David Udell comments on David Udell’s Shortform

David Udell 12 Jul 2022 19:35 UTC
3 points
Minor spoilers for planecrash (Book 3).
So! On a few moments’ ‘first-reflection’, it seems to Keltham that estimating the probability of Civilization being run by a Dark Conspiracy boils down to (1) the question of whether Civilization’s apparently huge efforts to build anti-Dark-Conspiracy citizens constitute sincere work that makes the Dark Conspiracy’s life harder, or fake work designed to only look like that; and (2) the prior probability that the Keepers and Governance would have arrived on the scene already corrupted, during the last major reorganization of Civilization a few decades ago. Keltham basically doesn’t think it’s possible for criminal-sociopaths to take over Keepers and Governance that start out actually functioning the way they currently claim to function, nor for criminal Conspirators to successfully conceal a major Conspiracy from a functional society not run in toto by that Conspiracy.
…
Suppose that Keltham is wrong about his point 1. Suppose that the optimal strategy for a tyranny in full control, is indeed for some reason to hide behind a veneer of Civilization full of costly signals of non-Conspiracy and disobedient people like Keltham. Under this assumption, the optimal strategy for a Dark Conspiracy looks like what you think Civilization is supposed to look like, and therefore the two cases are not distinguishable by observation.

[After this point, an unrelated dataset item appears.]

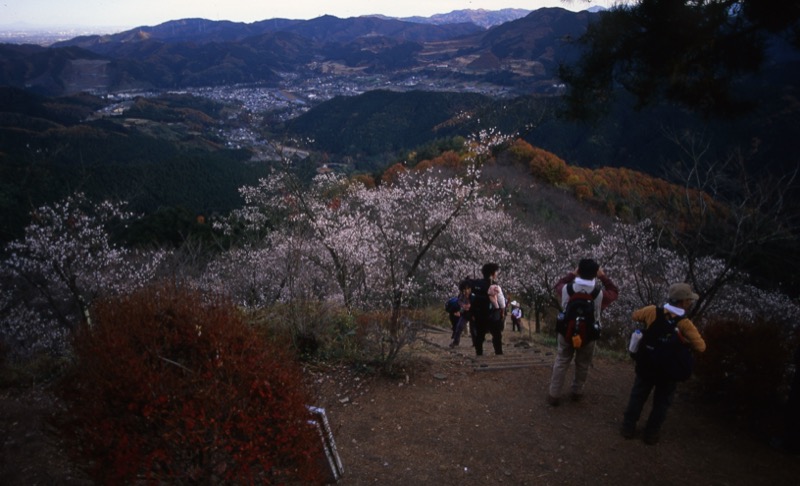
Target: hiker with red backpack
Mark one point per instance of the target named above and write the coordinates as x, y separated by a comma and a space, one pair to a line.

Then we have to consider the prior before evidence, which means, considering the question of how you’d end up with a Dark Conspiracy in charge in the first place, and how likely those scenarios look compared to Governance Uncorrupted.
--Eliezer, planecrash (Book 3)
My Eliezer-model says similar things about AGI behavioral profiles and AGI alignment! An AGI that is aware enough of the bigger picture of its training environment and smart enough to take advantage of that will have the option to deceive its trainers. That is, a smart, informed AGI can always show us what we want to see and therefore never be selected against while in training.
Past this threshold of situational awareness plus intelligence, we can no longer behaviorally distinguish corrigible AGIs from deceptive AGIs. So, past this point, we can only rely on our priors about the relatively likelihood of various AGI utility functions coming about earlier in training. My Eliezer-model now says that most utility functions SGD finds are misaligned with humanity’s utility function, and concludes that by this point we’re definitely fucked.